In his speech to the nation this week, President Obama drew a distinction between the goals of the no-fly zone in Libya — a NATO-led military endeavor narrowly aimed at protecting civilians from a humanitarian disaster — and separate, nonmilitary efforts by the United States to remove Moammar Kadafi from power.
"The world would be better off without Kadafi," Obama said, but "broadening our military mission to include regime change would be a mistake." Instead, he said, the U.S. would rely on tactics such as denying the regime arms, cutting off its cash and "assisting the opposition" to hasten Kadafi's downfall.
Now, however, the president may be blurring the distinction between military and nonmilitary measures. First, the administration is considering arming the rebels, an option Secretary of State Hillary Rodham Clinton said was consistent with the United Nations resolution authorizing the no-fly zone. There also is a report that Obama has signed a secret presidential "finding" authorizing covert aid to the rebels. And finally, it was reported this week that CIA operatives are already on the ground in Libya.

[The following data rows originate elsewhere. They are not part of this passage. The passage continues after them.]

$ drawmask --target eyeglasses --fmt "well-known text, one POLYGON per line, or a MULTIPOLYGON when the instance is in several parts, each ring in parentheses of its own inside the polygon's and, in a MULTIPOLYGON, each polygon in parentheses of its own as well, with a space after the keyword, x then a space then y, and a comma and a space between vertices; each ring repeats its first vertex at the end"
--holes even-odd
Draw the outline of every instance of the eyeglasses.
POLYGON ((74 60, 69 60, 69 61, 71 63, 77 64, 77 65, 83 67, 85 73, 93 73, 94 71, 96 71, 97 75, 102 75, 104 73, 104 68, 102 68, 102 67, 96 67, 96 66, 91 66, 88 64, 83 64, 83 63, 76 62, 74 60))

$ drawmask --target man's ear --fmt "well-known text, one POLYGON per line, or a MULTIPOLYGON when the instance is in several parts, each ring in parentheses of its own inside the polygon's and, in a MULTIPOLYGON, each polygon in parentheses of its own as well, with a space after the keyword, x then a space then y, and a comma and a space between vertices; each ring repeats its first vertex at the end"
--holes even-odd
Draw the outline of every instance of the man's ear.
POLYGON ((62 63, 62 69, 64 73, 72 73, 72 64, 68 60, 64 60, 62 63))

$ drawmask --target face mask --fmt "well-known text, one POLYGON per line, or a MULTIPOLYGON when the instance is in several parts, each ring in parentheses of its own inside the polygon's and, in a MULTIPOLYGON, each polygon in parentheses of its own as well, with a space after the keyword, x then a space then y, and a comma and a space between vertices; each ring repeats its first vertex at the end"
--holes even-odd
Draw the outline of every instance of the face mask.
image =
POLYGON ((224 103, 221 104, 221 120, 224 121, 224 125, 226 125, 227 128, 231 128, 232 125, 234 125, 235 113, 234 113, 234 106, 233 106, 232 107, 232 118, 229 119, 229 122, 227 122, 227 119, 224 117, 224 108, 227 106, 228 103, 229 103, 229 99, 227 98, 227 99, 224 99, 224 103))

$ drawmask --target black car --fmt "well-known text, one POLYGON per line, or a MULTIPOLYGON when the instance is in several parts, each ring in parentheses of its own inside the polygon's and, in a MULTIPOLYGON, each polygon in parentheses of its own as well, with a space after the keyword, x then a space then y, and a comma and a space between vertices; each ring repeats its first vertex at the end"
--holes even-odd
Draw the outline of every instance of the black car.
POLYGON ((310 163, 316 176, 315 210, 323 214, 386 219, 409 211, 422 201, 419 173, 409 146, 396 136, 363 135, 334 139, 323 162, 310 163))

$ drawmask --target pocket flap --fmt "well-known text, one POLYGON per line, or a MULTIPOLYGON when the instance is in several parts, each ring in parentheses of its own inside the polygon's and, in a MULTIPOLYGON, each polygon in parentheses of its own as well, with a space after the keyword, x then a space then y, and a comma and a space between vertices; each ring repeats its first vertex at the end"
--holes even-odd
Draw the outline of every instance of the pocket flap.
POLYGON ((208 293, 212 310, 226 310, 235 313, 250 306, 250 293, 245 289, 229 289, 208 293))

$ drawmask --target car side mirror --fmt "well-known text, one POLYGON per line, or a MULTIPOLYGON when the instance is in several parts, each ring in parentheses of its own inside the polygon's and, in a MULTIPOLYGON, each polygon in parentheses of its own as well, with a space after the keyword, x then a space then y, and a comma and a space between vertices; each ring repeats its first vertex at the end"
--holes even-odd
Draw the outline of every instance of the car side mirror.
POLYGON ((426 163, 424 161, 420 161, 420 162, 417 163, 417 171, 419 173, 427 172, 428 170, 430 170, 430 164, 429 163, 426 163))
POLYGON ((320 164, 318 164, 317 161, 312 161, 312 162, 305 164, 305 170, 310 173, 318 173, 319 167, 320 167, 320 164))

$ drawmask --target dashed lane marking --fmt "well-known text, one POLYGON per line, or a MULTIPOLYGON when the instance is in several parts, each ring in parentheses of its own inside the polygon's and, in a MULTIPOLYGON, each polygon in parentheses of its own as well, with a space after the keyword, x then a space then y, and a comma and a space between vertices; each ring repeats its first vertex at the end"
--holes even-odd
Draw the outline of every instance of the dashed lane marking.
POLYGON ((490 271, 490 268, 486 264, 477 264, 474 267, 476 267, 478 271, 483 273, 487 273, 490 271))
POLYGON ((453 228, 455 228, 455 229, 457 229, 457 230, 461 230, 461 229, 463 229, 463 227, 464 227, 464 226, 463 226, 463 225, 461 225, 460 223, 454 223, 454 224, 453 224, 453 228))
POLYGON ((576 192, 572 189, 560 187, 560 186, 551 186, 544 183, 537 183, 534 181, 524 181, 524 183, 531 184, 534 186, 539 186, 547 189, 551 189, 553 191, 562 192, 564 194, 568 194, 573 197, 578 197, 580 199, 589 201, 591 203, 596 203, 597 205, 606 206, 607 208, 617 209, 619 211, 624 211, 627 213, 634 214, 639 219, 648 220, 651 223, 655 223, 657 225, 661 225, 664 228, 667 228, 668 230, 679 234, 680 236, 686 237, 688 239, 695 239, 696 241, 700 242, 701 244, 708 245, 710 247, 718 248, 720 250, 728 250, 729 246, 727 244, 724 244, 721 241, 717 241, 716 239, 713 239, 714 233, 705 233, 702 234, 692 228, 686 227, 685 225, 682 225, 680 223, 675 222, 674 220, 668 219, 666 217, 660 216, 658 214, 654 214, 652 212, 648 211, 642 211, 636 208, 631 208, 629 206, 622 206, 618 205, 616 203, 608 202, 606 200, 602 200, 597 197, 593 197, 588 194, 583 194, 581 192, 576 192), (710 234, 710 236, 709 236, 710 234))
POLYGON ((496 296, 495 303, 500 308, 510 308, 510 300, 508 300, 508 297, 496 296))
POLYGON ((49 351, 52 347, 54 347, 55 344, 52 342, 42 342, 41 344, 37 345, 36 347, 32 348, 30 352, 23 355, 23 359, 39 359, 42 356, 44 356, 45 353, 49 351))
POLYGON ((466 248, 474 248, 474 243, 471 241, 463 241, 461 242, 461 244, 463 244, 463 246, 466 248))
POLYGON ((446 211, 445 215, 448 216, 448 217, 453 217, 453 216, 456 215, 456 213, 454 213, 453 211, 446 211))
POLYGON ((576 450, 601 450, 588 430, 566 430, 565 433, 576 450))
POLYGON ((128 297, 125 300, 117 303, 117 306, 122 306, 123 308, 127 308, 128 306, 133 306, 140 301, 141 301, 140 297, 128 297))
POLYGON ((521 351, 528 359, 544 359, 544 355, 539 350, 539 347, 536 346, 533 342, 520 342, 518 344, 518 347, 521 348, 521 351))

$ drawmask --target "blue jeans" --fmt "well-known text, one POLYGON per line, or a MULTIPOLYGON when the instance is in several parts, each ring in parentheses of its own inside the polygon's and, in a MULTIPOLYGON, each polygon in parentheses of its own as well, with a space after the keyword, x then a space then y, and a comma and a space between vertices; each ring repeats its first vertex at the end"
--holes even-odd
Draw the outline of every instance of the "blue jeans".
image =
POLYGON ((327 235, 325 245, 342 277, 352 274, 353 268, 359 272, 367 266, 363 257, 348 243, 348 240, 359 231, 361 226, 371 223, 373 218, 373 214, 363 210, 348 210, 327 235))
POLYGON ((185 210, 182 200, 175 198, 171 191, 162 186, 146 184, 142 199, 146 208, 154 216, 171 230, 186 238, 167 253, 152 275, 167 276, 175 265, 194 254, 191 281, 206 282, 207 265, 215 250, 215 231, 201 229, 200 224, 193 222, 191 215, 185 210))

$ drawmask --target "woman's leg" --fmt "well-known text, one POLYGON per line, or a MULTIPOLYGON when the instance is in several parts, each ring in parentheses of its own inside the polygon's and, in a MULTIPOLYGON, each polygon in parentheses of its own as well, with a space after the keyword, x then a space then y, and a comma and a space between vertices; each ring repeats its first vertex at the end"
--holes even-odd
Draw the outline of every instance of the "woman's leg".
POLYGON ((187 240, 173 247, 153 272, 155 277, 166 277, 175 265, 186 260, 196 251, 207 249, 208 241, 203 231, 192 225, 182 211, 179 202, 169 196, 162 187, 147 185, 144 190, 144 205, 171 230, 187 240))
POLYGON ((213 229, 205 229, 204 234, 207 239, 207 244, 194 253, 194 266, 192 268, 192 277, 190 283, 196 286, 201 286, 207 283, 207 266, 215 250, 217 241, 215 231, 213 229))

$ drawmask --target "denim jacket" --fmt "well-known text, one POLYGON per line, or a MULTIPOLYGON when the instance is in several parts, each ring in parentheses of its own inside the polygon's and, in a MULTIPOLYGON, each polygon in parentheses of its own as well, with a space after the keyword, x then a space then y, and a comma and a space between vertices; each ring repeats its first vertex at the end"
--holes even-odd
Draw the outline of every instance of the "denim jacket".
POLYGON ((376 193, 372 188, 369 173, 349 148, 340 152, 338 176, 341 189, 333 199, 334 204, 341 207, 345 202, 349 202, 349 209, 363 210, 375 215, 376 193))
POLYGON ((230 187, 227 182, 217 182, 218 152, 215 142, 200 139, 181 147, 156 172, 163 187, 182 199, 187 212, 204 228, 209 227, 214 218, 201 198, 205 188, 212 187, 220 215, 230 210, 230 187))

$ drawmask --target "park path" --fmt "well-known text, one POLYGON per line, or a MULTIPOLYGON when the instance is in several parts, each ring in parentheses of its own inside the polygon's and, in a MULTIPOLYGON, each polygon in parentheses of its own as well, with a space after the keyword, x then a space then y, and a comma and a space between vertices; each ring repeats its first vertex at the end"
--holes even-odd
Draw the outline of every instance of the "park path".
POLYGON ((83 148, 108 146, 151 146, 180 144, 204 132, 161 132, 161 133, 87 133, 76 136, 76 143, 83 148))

None of these initiatives contradicts the president's assurances that he won't commit American ground troops to Libya. But each raises the possibility of a growing military alliance with the rebels. And history suggests that even a limited relationship can lead to a larger commitment, including, ultimately, the deployment of U.S. forces.
Arming rebel troops and stationing CIA operatives in the country might seem to be different sorts of activities, and to some extent they are. CIA agents can provide Washington with valuable intelligence about the rebels, who are still an unknown quantity and who are suspected by some of harboring Al Qaeda followers and other extremists. To the extent that the United States is getting involved in Libya's internal politics, gathering that kind of intelligence — as well as information about Kadafi's regime — seems absolutely essential.
But, as its experience in Pakistan demonstrates, the CIA also functions these days in a military capacity, flying drones in bombing missions, for example, and carrying out other tactical operations. If the CIA were to engage in those kinds of activities in Libya, it would violate the spirit of Obama's promise and pull the U.S. even more deeply into another country's civil war.
Arming the rebels seems even harder to reconcile with Obama's insistence that he is seeking to oust Kadafi through nonmilitary means. By definition, providing weapons is a military activity, as is training the recipients to use them (which is often a necessary next step). Both would cement the United States and the rebels as allies. Not only don't Americans know much about these new allies in a faraway part of the world, but what happens if, at some point, one ally asks another for more than weapons?
Some will see these developments as proof that, whatever he said, the president is determined to use military power to unseat Kadafi. We're not that cynical. From the beginning, there has been some inevitable overlap between the U.N.-sanctioned mission of protecting civilians and the military campaign by the rebels. Targeting Kadafi's forces served the interests both of protecting civilians and of improving the rebels' position. Even now, U.S. officials would not be disappointed if air raids aimed at protecting civilians also hastened the end of Kadafi's rule.
But that is different from intervention designed solely to help the rebels take power. That would not be in the best interests of the United States, which is why Obama's division of labor made sense. With U.S. forces already committed in Afghanistan and Iraq, the American people are understandably wary of further military involvement.
As the president said, there is an array of nonmilitary measures that can be taken to encourage Kadafi's exit. The administration should concentrate on making them succeed, while ensuring that it doesn't find itself in a new, unpopular war of choice from which it cannot easily extricate itself.